Flüchtlingspolitik: Merkel und Seehofer auf Konfrontationskurs

Die Stimmung in der Union ist so aufgeheizt wie lange nicht. Für Merkel geht es um ihr historisches Erbe. Für Seehofer um die lange angekündigte Kurskorrektur. Der Ausgang ihres Showdowns beim Zankapfel Asylpolitik ist offen. Von Nadine Bader

Über dieses Thema berichtet: BR24 Infoblock am .

Es war ein brüchiger Friede im Streit um die Flüchtlingspolitik, den CDU und CSU im Oktober vergangenen Jahres ausgehandelt hatten. Der Kompromiss - das sogenannte "" der Union - sieht unter anderem vor, die Liste der sicheren Herkunftsländer zu erweitern, Asylverfahren für alle neu Ankommenden in Entscheidungs- und Rückführungszentren zu bündeln und einen Richtwert von nicht mehr als 200.000 Menschen, die aus humanitären Gründen nach Deutschland kommen.

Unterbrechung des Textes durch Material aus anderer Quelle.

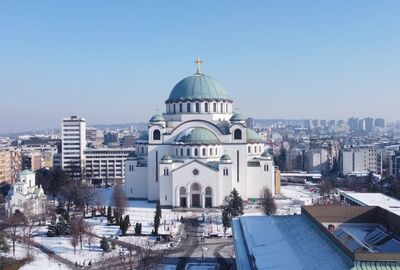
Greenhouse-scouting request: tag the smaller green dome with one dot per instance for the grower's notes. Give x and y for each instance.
(157, 118)
(266, 154)
(26, 172)
(197, 136)
(237, 117)
(225, 157)
(144, 136)
(252, 136)
(166, 157)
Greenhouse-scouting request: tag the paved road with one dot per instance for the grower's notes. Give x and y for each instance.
(192, 250)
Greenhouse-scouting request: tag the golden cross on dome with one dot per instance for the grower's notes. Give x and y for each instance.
(198, 63)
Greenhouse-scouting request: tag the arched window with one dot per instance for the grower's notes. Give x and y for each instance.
(156, 135)
(182, 191)
(237, 134)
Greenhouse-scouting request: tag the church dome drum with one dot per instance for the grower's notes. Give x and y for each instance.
(197, 136)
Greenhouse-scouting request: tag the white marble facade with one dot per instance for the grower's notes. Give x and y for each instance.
(195, 153)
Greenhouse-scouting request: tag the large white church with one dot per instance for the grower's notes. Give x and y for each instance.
(195, 153)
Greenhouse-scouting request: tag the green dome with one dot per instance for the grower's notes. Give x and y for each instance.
(252, 136)
(237, 117)
(198, 87)
(197, 136)
(166, 157)
(225, 157)
(157, 118)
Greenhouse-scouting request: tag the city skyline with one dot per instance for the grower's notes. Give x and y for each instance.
(301, 61)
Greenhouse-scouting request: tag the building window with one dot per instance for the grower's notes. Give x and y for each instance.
(225, 172)
(156, 135)
(237, 134)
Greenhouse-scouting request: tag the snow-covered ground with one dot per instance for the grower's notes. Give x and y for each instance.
(40, 260)
(293, 197)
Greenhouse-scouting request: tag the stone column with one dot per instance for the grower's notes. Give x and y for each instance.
(188, 200)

Zwei Widersacher an einem Kabinettstisch

Schon um diesen Kompromiss hatten CDU und CSU lange gerungen. Unschöne Worte waren gefallen, zum Beispiel als Horst Seehofer als damaliger bayerischer Ministerpräsident Angela Merkels Flüchtlingspolitik als eine "Herrschaft des Unrechts" bezeichnete. Nun sitzen beide an einem Kabinettstisch und bekennen sich im Koalitionsvertrag dazu, für ein "gemeinsames europäisches Asylsystem" einzutreten und sich aktiv "am Prozess der Reform des Dublin-Verfahrens" zu beteiligen.

Merkel will bilaterale Absprachen

Worte, die viel Sprengkraft zwischen den Schwesterparteien bergen. Auch das Bekenntnis, dass dabei unter anderem "ein fairer Verteilmechanismus für Schutzbedürftige" eine übergeordnete Rolle spielen soll. Die Kanzlerin scheint sich zwar mittlerweile von ihrem Maximalziel einer baldigen, gesamteuropäischen Lösung verabschiedet zu haben. Aber sie wehrt sich weiter gegen Zurückweisungen von Flüchtlingen an der Grenze ohne vorhergehende bilaterale Absprachen mit Ländern wie Italien. Dafür will sie sich auf dem Europäischen Rat in zwei Wochen einsetzen:

"Ich persönlich halte die illegale Migration für eine der großen Herausforderungen der Europäischen Union und glaube deshalb, dass wir nicht unilateral handeln sollten, dass wir nicht unabgestimmt handeln sollten und dass wir nicht zu Lasten Dritter handeln sollten." Angela Merkel

Sorge, die EU zu spalten

Die Kanzlerin treibt also die Sorge um, EU-Länder mit Außengrenzen wie Italien oder Griechenland alleine zu lassen und diese durch Zurückweisungen von Flüchtlingen weiter zu überfordern. Für sie steht an oberster Stelle, die Europäische Union zusammenzuhalten und trotz großer Herausforderungen in gutem Zustand zurückzulassen, wenn sie einmal abtritt.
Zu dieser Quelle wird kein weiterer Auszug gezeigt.